Barack Obama speaking in Pueblo, Colorado this afternoon
We cancelled our afternoon session to drive two hours from Denver to Pueblo, a small town in Colorado, when we heard Obama was coming to speak at a rally here. Obama had been to this town once before, and this time there were an estimated 20,000 people spilling onto the streets.
McCain’s supporters were demonstrating outside the rally, with slogans like “Nobama” and “Babies will die when Obama becomes President”.
People flocked from all over the United States to come, either because they had come earlier to volunteer or they drove to watch the rally intentionally. But many of those present were locals, who were hardcore Obama supporters. Young, old, a mix of faces – white, Hispanic, blacks, Asians. Security surveillance men in full black stood atop the buildings, scouring the crowd for suspicious faces.

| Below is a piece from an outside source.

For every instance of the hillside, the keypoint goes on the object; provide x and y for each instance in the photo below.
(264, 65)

After several speeches (including Michelle Obama), Barack Obama – the man himself – came on stage, amidst a throng of cheers. The man certainly has a commanding presence, no doubt about it. That he leaves you believing in something at the end is certain, but the speech seemed a little too nicely packaged. I had watched his speech the day before elsewhere, and it sounded like it was an exact recording of it. Granted, this late into the Elections you don’t want to be making any last-minute mistakes or a new concept that might shock voters (although one third of registered Americans would have voted by Tuesday morning). Although making some mention of Pueblo, and State Senator and Congressman Ken and John Salazar (Hispanics), it might have been good to make specific mention of Pueblo as a town in its own right – making relevant his Presidency to them. The counter to this, however, is that the speech is broadcast on network TV to the rest of America – and the world – and hence the message must appeal to voters all across.
The “nicely-packaged” messages included making sure that he mentioned “all of us” who were Americans – “black, white, Asians, hispanics”, “straight and gay”, “young and old”, and so on. But again, a necessity for him whose brand involves representing a wide variety of Americans. The only new message stated was in response to the morning announcement earlier that Dick Cheney was endorsing McCain, something he played up to the hilt.

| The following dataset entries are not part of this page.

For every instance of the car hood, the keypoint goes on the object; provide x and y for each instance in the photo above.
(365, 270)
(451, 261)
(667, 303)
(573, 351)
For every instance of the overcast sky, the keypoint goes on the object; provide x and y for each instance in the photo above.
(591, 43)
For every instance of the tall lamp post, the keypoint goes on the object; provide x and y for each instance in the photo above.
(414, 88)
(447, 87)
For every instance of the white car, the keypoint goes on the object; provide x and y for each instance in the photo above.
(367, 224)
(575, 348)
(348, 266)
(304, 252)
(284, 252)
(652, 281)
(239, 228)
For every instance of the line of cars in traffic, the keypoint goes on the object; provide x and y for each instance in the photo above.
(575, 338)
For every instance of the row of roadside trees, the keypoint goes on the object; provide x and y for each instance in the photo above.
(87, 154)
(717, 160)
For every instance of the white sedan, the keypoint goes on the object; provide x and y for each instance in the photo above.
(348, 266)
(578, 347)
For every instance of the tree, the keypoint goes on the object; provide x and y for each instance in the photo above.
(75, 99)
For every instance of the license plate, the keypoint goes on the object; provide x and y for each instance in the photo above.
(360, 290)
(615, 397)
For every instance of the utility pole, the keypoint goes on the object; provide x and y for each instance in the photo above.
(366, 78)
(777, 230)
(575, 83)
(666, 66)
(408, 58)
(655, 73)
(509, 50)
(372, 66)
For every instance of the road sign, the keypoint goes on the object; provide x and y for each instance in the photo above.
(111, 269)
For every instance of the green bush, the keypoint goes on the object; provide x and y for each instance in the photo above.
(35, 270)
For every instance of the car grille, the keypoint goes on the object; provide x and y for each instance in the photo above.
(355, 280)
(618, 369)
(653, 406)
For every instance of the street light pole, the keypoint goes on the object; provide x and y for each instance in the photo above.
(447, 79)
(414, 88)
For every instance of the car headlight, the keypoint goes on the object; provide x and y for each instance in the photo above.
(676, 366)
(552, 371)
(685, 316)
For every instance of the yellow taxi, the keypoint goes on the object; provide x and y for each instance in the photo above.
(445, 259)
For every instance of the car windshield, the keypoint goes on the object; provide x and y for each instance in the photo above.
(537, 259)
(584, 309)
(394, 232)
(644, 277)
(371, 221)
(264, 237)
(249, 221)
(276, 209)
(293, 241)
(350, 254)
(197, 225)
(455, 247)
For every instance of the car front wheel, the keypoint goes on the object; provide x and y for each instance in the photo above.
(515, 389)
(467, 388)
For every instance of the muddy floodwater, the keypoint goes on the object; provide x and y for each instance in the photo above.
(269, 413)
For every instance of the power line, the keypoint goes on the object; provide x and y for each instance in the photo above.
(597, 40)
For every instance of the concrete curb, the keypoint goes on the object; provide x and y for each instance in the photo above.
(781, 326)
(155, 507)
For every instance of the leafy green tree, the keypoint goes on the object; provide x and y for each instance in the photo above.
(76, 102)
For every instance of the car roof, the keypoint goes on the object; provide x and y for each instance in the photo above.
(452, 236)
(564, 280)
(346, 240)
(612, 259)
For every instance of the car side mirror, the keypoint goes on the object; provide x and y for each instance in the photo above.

The rally was like a big party, akin to the ones we’ve witnessed ourselves in March 2008 this year in Malaysia. Loud music was played on the speakers, shops were selling paraphernalia (badges, shirts, hats, banners, stickers) all the way out. People were asking for volunteers to do call-ups, asking people to make sure they went out to vote: this intiative is called a standard “Get Out The Vote” (GOTV) initiative across campaigns.
This close to the election, almost every pundit predicts a landslide victory for Obama.